I’m using MirroredStrategy to distribute training and related computation over multiple GPUs. I experienced that my code got stuck at a strategy.gather() call. Upon inspection I noticed that the input PerReplica tensors to the gather function, returned from an earlier strategy.run() call, were all placed on GPU:0 (while I am using 4 GPUs). Further, the backing_device for all PerReplica tensors shows the correct device (GPU:0 to GPU:3).

How could this occur? Why are all tensors, as output by strategy.run() placed on GPU:0? I’m not using any special cross_device_ops.

Is the fact that all PerReplica tensors are put on the first device the cause that the strategy.gather() function gets stuck?

Update: I checked that the CollectiveAllReduce cross device ops are used with the MirroredStrategy, using NCCL. Here is a log statement that further backs this up:

INFO : tensorflow::_batch_all_gather : Collective batch_all_gather: 1 all-gathers, num_devices = 4, group_size = 4, implementation = CommunicationImplementation.NCCL,

Some further information:

>>> self._distribution_strategy
<tensorflow.python.distribute.mirrored_strategy.MirroredStrategy object at 0x7f68ae375220>

>>> self._distribution_strategy._extended._cross_device_ops
<tensorflow.python.distribute.cross_device_ops.CollectiveAllReduce object at 0x7f68ae3754c0>

>>> str(self._distribution_strategy._extended._cross_device_ops._options)
‘Options(bytes_per_pack=0,timeout_seconds=None, implementation=CommunicationImplementation.NCCL)’

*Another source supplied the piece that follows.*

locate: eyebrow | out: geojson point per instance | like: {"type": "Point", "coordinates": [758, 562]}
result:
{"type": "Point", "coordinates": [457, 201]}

Example of the PerReplica input tensors to strategy.gather, as returned by strategy.run:

>>> metric_inputs
(PerReplica:{
0: <tf.Tensor: shape=(1,), dtype=int32, numpy=array([1], dtype=int32)>,
1: <tf.Tensor: shape=(1,), dtype=int32, numpy=array([1], dtype=int32)>,
2: <tf.Tensor: shape=(1,), dtype=int32, numpy=array([1], dtype=int32)>,
3: <tf.Tensor: shape=(1,), dtype=int32, numpy=array([1], dtype=int32)>
}, PerReplica:{
0: <tf.Tensor: shape=(1,), dtype=int64, numpy=array([0])>,
1: <tf.Tensor: shape=(1,), dtype=int64, numpy=array([0])>,
2: <tf.Tensor: shape=(1,), dtype=int64, numpy=array([1])>,
3: <tf.Tensor: shape=(1,), dtype=int64, numpy=array([1])>
})

The second replica input tensor, see how device is GPU:0 and backing_device is GPU:2 (the correct device):

>>> metric_inputs[1].values[2].device
‘/job:localhost/replica:0/task:0/device:GPU:0’

>>> metric_inputs[1].values[2].backing_device
‘/job:localhost/replica:0/task:0/device:GPU:2’

Why are the tensors transported to GPU:0 after strategy.run while using the MirroredStrategy in combination with CollectiveAllReduce using NCCL?

Further, is this why strategy.gather gets stuck?